My foundations level student met with me today. We walked from CIES to a nearby restaurant. His friend, or possibly cousin, came along. He is also a foundations level student. I had a hard time getting them to use English on the way to the restaurant. They were depending too much on each other for language help. I was too cold to care, quite honestly. It was freezing today. I decided to fight that battle once we got out of the wind.
In the restaurant, they did follow my request to speak in English. The problem then became that my student was having a "beautifully bad English day," so to speak. He could not even understand the words "old" and "new." He pulled out what I imagine to have been his homework - putting a list of vocabulary words into complete sentences. I think he wanted me to give him sentences that he could copy dictation style. I wasn't going there. I kept making him dig. I tried to act things out, give clues, use our surroundings for prompts, and simplify my choice and speed of communication. He constantly confused "I" and "me" and forgot to use a verb in sentences. Subject verb agreement was wrong, almost without exception. I finally got him through constructing sentences for 5 words on his list (bargain, boot, clothing, and two others that slip my mind). I would have to say that the assignment was over his head. It had no scaffolding, just the vocabulary word. I think he is at the point where he needed sentences with blanks for which he could choose from his list of words to complete the sentence.
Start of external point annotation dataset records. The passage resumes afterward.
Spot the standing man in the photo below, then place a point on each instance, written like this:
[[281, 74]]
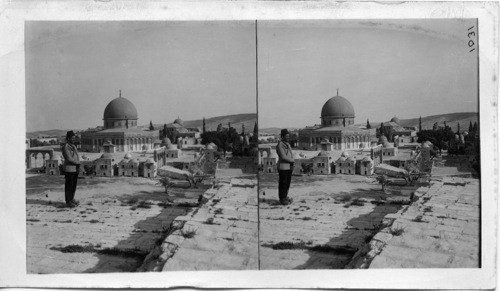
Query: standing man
[[285, 166], [71, 169]]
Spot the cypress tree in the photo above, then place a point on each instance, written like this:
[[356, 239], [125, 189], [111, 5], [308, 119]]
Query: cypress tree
[[256, 132]]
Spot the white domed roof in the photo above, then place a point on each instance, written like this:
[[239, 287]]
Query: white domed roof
[[106, 156], [367, 159], [273, 155]]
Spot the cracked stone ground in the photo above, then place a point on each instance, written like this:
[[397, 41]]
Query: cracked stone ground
[[118, 222], [330, 218]]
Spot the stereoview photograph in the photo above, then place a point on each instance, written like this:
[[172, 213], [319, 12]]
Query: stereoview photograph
[[369, 144], [140, 146]]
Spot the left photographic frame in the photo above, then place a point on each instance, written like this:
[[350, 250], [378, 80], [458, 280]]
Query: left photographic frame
[[164, 118]]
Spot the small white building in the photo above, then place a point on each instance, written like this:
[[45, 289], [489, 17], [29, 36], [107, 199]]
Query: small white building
[[389, 150], [150, 168], [133, 168], [321, 164], [52, 166], [172, 152], [104, 165], [269, 163], [366, 166]]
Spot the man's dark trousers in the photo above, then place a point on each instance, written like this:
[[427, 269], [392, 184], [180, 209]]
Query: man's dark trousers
[[285, 177], [70, 185]]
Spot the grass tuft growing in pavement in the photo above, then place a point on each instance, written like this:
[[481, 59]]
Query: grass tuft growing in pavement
[[144, 204], [126, 253], [358, 202], [189, 233], [133, 200], [301, 245], [344, 198], [418, 219], [397, 231]]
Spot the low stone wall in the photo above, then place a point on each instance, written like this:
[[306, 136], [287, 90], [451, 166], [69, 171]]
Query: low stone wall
[[172, 172]]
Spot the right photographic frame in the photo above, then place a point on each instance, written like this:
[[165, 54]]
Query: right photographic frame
[[369, 144]]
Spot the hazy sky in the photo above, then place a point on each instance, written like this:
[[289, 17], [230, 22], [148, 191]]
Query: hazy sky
[[167, 69], [384, 68], [205, 69]]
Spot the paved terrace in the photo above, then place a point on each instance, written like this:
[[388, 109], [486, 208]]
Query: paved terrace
[[220, 235], [327, 227], [332, 216], [440, 230], [118, 222]]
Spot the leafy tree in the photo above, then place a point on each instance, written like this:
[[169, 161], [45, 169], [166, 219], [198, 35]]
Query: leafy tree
[[196, 174], [412, 172], [165, 182], [164, 132], [383, 180], [255, 132]]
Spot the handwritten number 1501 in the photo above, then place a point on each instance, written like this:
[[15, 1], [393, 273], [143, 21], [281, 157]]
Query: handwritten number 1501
[[471, 35]]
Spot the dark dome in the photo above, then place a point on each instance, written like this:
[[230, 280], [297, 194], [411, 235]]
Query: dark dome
[[337, 107], [395, 119], [179, 121], [120, 108]]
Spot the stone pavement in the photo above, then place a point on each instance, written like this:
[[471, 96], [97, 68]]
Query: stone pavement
[[116, 225], [330, 219], [440, 230], [220, 235]]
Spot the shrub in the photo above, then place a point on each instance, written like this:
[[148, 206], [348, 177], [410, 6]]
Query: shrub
[[397, 231], [188, 233]]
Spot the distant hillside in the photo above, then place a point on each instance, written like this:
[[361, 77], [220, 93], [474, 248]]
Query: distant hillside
[[46, 133], [236, 120], [452, 119], [273, 130]]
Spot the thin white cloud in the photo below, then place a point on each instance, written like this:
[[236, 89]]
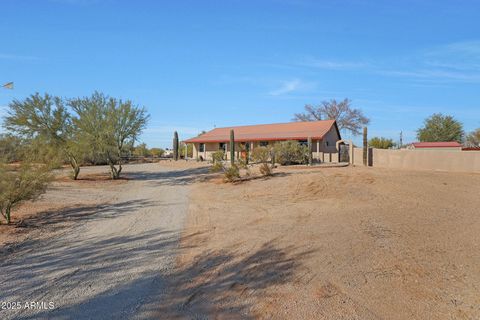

He and his "cousin" have already made plans to transfer to somewhere in California in January. Last week I gathered from our conversation that they think Americans in Florida don't speak English with them enough. I tried to help them understand what our book taught us about helping them take responsibility for their language practice. I don't think California is going to solve their problem. The problem isn't that this state won't speak English to them. It's that they don't use every opportunity to state their words in English.